FORT MYERS, Fla. – The Cordova, Tenn.,-based Dulins Dodgers 16u squad came down here to the Perfect Game 16u BCS Finals with the same goal every Dulins Dodgers team has when it attends PG events.
It wants to take home championship gold.
“We come here to win. I don’t like to lose,” Dulins Baseball founder and coach Tim Dulin said Sunday morning at Terry Park before his team was to play its second game of the six-day 16u BCS Finals. “We don’t put our pitchers in jeopardy by extending them too far, but it is about winning because I believe winning makes all the players champions.”
The Dodgers 16u beat the Palm Beach Rockets on Saturday and Gatorade Baseball Academy on Sunday by identical 6-5 scores. They were scheduled to play their third and final first-round pool play game Sunday afternoon against Lookouts Baseball at City of Palms Park.
At mid-afternoon on an exceptionally hot and steamy day in southwest Florida, the Dulins Dodgers 16u team was right where it wanted to be.
“We look forward to coming down here every year; we’ve been down here since the inception of it,” Dulin said of the BCS Finals. “We’ve grown from having just an 18-and-under team to having teams from 13 all the way to 18, and we bring all of our teams down here to play in both the BCS and the World Wood Bat.”
Dulins Dodgers Baseball has enjoyed a tremendous amount of success at both PG BCS and WWBA tournaments. This 16u team won the BCS Finals and the WWBA Nationals as a 14u group two years ago, and was the runner-up at the 15u WWBA National Championship last year.
“We’ve had a lot of success and we really enjoy it,” Dulin said. “The competition is great, and the way that (PG National BCS Director) Ben Ford and the organization run the events, it’s where we want to be.”
This year’s 16u team may be one of Dulins’ best. Middle-infielder Dalton Dulin and right-hander Cheyne Bickel – both in the class of 2013 – have already verbally committed to Ole Miss. Class of 2014 shortstop/right-hander Cameron Varga has committed to Florida.
Bickel, from North Palm Beach, Fla., is ranked the No. 64 top national prospect in his class (No. 11 in Florida) by Perfect Game. Dalton Dulin, from Memphis and Tim Dulin’s son, is ranked No. 93 nationally and No. 1 in Tennessee.
Other top arms on the Dodgers 16u staff include right-handers Brett Hanewich from Bradenton, Fla. (No. 24 nation, No. 4 Florida) and Austin Sexton from Madison, Ala., (No. 97 nation, No. 7 Alabama).
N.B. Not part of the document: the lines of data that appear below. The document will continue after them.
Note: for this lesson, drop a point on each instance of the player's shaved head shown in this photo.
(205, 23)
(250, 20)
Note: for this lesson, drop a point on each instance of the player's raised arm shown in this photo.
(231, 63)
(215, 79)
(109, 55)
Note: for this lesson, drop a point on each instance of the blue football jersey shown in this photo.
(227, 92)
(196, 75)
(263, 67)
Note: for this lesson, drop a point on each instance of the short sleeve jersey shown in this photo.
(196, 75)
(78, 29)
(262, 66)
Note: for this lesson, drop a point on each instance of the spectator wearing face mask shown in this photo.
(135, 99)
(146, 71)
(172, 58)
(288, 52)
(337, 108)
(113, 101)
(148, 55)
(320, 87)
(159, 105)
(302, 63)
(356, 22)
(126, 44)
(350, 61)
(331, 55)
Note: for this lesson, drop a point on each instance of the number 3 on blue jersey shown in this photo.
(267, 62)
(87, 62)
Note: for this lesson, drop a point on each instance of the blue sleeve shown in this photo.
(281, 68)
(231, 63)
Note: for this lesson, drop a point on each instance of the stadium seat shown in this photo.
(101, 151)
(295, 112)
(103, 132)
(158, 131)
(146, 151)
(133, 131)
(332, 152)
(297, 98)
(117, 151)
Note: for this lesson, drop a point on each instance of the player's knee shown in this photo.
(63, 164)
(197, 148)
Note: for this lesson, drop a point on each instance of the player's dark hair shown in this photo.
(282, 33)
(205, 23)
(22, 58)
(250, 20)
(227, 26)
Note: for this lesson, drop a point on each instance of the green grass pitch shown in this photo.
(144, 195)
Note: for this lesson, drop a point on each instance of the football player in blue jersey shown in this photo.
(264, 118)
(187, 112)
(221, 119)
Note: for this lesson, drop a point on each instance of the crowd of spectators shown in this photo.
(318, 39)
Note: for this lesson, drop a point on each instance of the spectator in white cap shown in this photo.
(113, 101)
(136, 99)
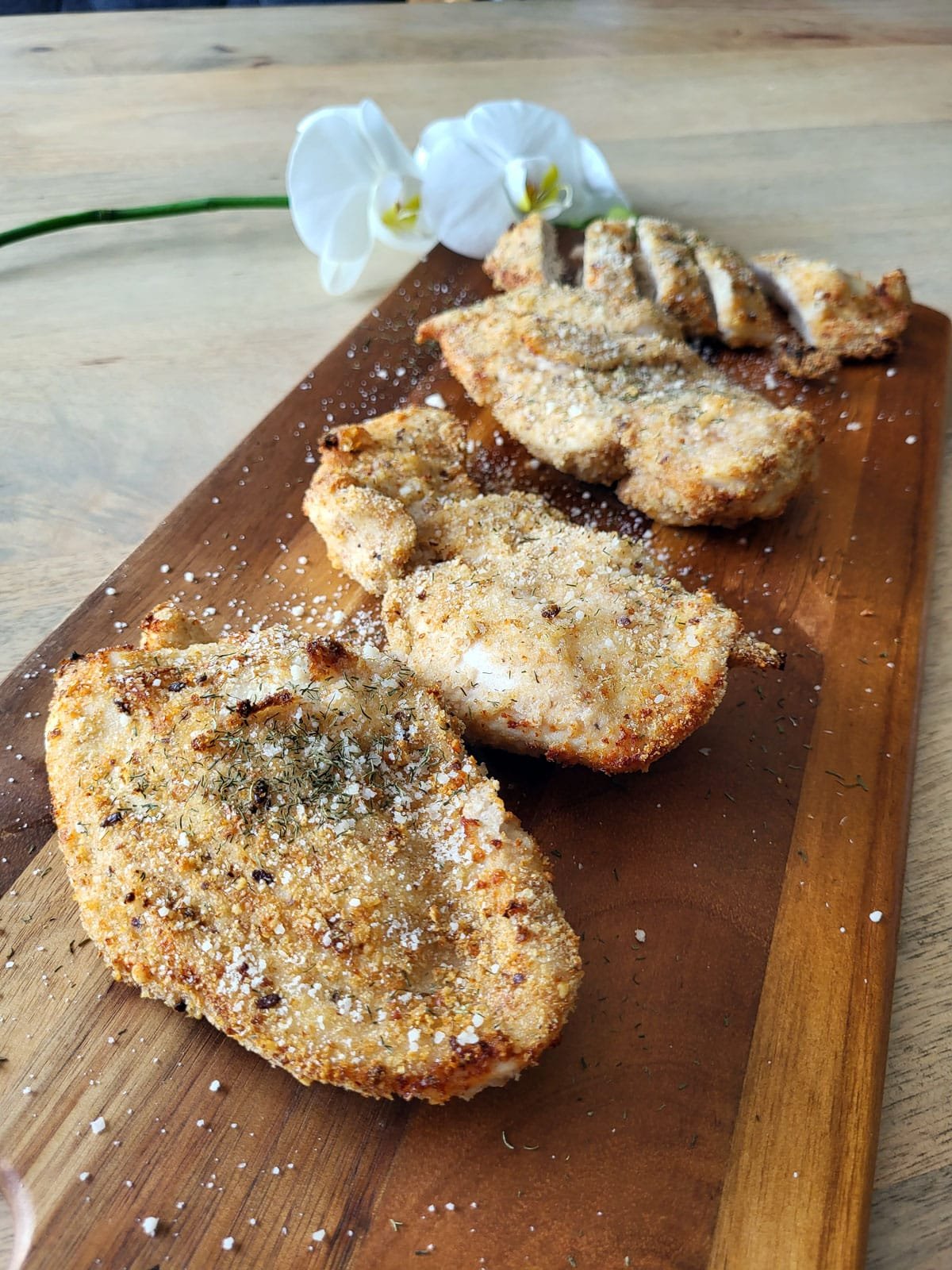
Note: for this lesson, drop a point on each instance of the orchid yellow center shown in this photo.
(403, 216)
(546, 194)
“We have a very good club here with this 16-and-under team,” Dulin said. “We’ve got several SEC commitments already, we have several kids who we feel like have a chance to get drafted (in 2013), and it’s just a fun club to be around.”
Putting a team of this caliber together doesn’t happen overnight.
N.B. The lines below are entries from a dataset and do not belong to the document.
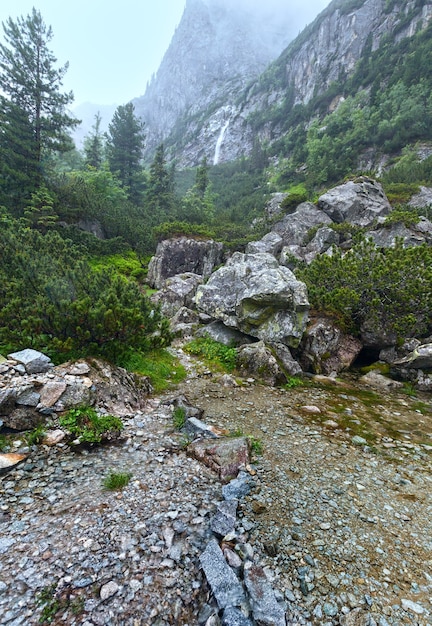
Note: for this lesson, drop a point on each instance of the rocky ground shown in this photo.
(340, 518)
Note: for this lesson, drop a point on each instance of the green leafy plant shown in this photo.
(116, 480)
(89, 427)
(389, 287)
(36, 436)
(179, 417)
(213, 352)
(256, 445)
(163, 369)
(293, 382)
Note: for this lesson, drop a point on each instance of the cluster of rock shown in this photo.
(34, 392)
(242, 593)
(255, 301)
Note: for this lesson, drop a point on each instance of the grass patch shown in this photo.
(36, 436)
(179, 417)
(216, 355)
(116, 480)
(293, 382)
(88, 426)
(126, 264)
(163, 369)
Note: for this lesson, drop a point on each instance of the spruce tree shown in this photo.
(124, 148)
(94, 145)
(33, 109)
“We do a lot of homework that helps us find the right kids. Not necessarily the best players, but kids who have the right makeup, that understand, and that have the same goals,” Dulin said. “I think our chemistry is really good, and we do it throughout our whole organization.”
Hundreds of quality players have come through the Dulins Dodgers organization over the years, and two alumni – Matt Cain with the San Francisco Giants and Julio Borbon with the Texas Rangers – played in last year’s MLB World Series.
“The majority of our kids play at the high D-I level and those are the kids we get in the program early and they kind of get it, you know,” said Dulin, who was a second round pick of the Baltimore Orioles in 1986 and played six years professionally. He owns and operates the Dulins Sports Complex and has been a coach and instructor for 25 years.
“I’ve played a long time and I’ve been in the business for a long time and we have a big teaching academy in the Memphis area,” Dulin said. “First and foremost, it is about the kids and it’s about getting exposure; it’s about playing in front of scouts and playing at a high level to hopefully get them ready to play, whether it’s in college or as a professional.”
The BCS Finals are using the BBCOR-3 bat in four of its five age-group tournaments over the next three weeks, with the 14u event the only exception. Dulin was originally a BBCOR bat skeptic, unsure of how its lack of pop would affect the game at the collegiate and high school level. He has slowly come around.
“You look at this year and how it’s transitioned, and I think college baseball thrived. Home runs were down but the game of baseball kind of got back into bunting and defense and strategizing,” he said. “I think it still boils down to if you square-up on balls and hit them in the sweet spot, they still go. Pitchers are able to pitch inside and hitters have got to be better hitters.”
The bats may change but the goals of Dulins Dodgers Baseball will remain the same, especially when one of its teams arrives at a PG tournament.
“It’s been a lot of fun, and events like these are special because you can’t replace times like this, whether it’s with your family or with your son or your players,” Dulin said. “We like where we’re going.”